Spark on Volcano

Spark简介

Spark是一款快速通用的大数据集群计算系统。它提供了Scala、Java、Python和R的高级api,以及一个支持用于数据分析的通用计算图的优化引擎。它还支持一组丰富的高级工具,包括用于SQL和DataFrames的Spark SQL、用于机器学习的MLlib、用于图形处理的GraphX和用于流处理的Spark Streaming。

Spark on Volcano

当前,有两种方式可以支持Spark和Volcano集成: - Spark on Kubernetes native支持: 由Apache Spark社区和Volcano社区共同维护。 - Spark Operator支持: 由GoogleCloudPlatform community和Volcano社区共同维护。

Spark on Kubernetes native支持 (spark-submit)

从Apache Spark v3.3.0版本及Volcano v1.5.1版本开始,Spark支持Volcano作为自定义调度,查看链接了解更多。

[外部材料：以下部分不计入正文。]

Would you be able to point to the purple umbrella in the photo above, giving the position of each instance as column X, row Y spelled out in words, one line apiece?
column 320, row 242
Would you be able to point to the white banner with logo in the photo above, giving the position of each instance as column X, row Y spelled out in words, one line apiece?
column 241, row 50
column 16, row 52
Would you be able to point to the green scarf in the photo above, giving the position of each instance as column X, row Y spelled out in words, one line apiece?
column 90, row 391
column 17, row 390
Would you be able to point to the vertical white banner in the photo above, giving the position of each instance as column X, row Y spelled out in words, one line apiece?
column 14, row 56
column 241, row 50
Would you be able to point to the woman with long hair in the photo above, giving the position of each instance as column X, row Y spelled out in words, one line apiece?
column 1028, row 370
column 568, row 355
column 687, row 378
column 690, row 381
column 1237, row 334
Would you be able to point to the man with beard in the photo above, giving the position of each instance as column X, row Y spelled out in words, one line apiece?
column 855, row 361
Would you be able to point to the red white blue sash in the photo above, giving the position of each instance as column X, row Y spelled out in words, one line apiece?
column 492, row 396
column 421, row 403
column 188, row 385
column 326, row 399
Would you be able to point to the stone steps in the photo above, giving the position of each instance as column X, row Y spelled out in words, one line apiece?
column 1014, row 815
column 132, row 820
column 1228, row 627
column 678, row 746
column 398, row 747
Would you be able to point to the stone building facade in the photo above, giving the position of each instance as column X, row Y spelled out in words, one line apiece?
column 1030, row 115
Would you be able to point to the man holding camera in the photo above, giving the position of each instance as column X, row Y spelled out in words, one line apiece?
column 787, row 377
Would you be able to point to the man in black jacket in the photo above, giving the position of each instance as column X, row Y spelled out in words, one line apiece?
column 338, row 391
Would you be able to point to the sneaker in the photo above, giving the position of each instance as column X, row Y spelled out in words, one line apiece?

Spark Operator支持 (spark-operator)

通过helm安装spark-operator。

$ helm repo add spark-operator https://googlecloudplatform.github.io/spark-on-k8s-operator

$ helm install my-release spark-operator/spark-operator --namespace spark-operator --create-namespace

为确保spark-operator已经正常运行,通过如下指令查看。

$ kubectl get po -nspark-operator

这里是用官方提供的spark-pi.yaml.

apiVersion: "sparkoperator.k8s.io/v1beta2"
kind: SparkApplication
metadata:
  name: spark-pi
  namespace: default
spec:
  type: Scala
  mode: cluster
  image: "gcr.io/spark-operator/spark:v3.0.0"
  imagePullPolicy: Always
  mainClass: org.apache.spark.examples.SparkPi
  mainApplicationFile: "local:///opt/spark/examples/jars/spark-examples_2.12-3.0.0.jar"
  sparkVersion: "3.0.0"
  batchScheduler: "volcano"   #Note: the batch scheduler name must be specified with `volcano`
  restartPolicy:
    type: Never
  volumes:
    - name: "test-volume"
      hostPath:
        path: "/tmp"
        type: Directory
  driver:
    cores: 1
    coreLimit: "1200m"
    memory: "512m"        
    labels:
      version: 3.0.0
    serviceAccount: spark
    volumeMounts:
      - name: "test-volume"
        mountPath: "/tmp"
  executor:
    cores: 1
    instances: 1
    memory: "512m"    
    labels:
      version: 3.0.0
    volumeMounts:
      - name: "test-volume"
        mountPath: "/tmp"

部署spark应用并查看状态。

$ kubectl apply -f spark-pi.yaml
$ kubectl get SparkApplication